- Mollanepes Location in Turkmenistan
- Coordinates: 37°36′15″N 61°55′34″E﻿ / ﻿37.604219°N 61.926193°E
- Country: Turkmenistan
- Province: Mary Province
- District: Wekilbazar District

Population (2022 official census)
- • Town: 4,184
- • Urban: 2,878
- • Rural: 1,306
- Time zone: UTC+5

= Mollanepes, Wekilbazar =

Town in Wekilbazar District, Mary Province, Turkmenistan

Mollanepes, previously known as imeni Poltoratskogo (in Russian: имени Полторацского), is a town and capital of Wekilbazar District, Mary Province, Turkmenistan. It is located approximately 5 km east of the city of Mary, on the other side of the Garagum Canal.
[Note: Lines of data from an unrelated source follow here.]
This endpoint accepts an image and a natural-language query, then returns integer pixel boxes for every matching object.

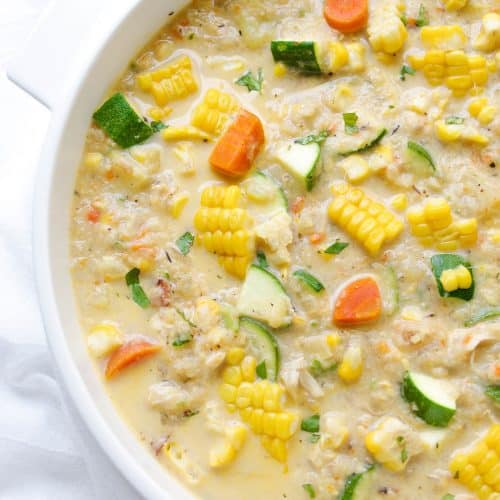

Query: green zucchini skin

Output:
[93,92,154,149]
[271,40,323,75]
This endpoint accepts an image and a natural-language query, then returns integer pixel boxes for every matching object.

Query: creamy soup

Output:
[71,0,500,500]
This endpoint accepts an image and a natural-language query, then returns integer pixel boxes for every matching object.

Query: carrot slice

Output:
[333,278,382,326]
[323,0,368,33]
[209,110,265,177]
[106,340,161,378]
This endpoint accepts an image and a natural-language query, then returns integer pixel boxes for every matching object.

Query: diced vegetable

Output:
[237,265,292,328]
[401,371,457,427]
[464,307,500,326]
[93,92,156,148]
[209,110,265,177]
[431,253,475,301]
[240,317,280,381]
[276,142,321,191]
[339,128,387,156]
[125,267,151,309]
[333,277,382,326]
[323,0,368,33]
[106,340,161,379]
[271,40,322,74]
[338,465,375,500]
[293,269,325,293]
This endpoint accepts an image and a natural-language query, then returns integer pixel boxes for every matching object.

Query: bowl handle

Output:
[6,0,106,109]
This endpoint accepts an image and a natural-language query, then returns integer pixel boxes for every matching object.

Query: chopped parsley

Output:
[125,267,151,309]
[342,113,359,135]
[234,68,264,92]
[323,240,349,255]
[175,231,194,255]
[300,414,319,432]
[399,64,416,82]
[302,483,316,498]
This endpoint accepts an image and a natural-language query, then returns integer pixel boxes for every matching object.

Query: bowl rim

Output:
[32,0,188,500]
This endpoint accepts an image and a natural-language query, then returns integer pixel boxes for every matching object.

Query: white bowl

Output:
[8,0,192,499]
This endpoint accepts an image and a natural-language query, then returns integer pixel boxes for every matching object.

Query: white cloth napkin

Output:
[0,0,141,500]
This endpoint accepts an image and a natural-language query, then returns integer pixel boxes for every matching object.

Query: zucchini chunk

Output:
[339,464,375,500]
[401,371,457,427]
[275,142,321,191]
[93,92,155,148]
[271,40,322,75]
[240,316,280,381]
[237,264,292,328]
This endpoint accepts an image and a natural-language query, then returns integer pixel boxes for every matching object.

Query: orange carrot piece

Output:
[333,278,382,326]
[106,340,161,378]
[323,0,368,33]
[209,110,265,177]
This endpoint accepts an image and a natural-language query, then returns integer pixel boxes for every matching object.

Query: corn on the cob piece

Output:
[194,186,255,278]
[368,0,408,54]
[328,184,403,255]
[450,424,500,500]
[87,323,123,358]
[444,0,469,10]
[219,353,299,463]
[473,12,500,52]
[420,24,467,50]
[408,50,489,97]
[137,56,198,107]
[191,89,239,135]
[337,345,363,384]
[406,198,477,252]
[439,265,472,292]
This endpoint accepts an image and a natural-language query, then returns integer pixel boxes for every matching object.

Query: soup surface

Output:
[71,0,500,500]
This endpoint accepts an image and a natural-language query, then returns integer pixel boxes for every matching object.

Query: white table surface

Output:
[0,0,140,500]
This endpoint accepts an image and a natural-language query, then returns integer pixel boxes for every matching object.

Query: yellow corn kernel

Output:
[209,441,236,468]
[337,345,363,384]
[219,384,236,403]
[87,323,123,358]
[161,125,212,141]
[168,193,189,219]
[339,155,371,183]
[241,356,257,382]
[226,347,245,365]
[84,153,104,170]
[222,366,243,386]
[444,0,468,10]
[422,24,467,50]
[274,62,287,78]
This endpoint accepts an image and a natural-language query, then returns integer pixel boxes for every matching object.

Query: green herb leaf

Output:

In 2022, it had a population of 2,878 people.

==Etymology==
From 1975 until 1993, the town was named imeni Poltoratskogo, i.e. "named after Poltoratskiy," in reference to Pavel Poltoratskiy, Soviet revolutionary.

The town is now known as Mollanepes adyndaky şäherçe, i.e. "Town named after Mollanepes." It was renamed by decree in 1993, in honor of 19th-century Turkmen writer, Mollanepes.

==Transportation==
Mollanepes is served by the M37 highway, a rail station on the Trans-Caspian Railway, the Garagum Canal, and the Mary International Airport.

== Dependencies ==
Mollanepes has one dependent rural village: Üçdepe, circa 40 km north, which was set on 15 August 2009.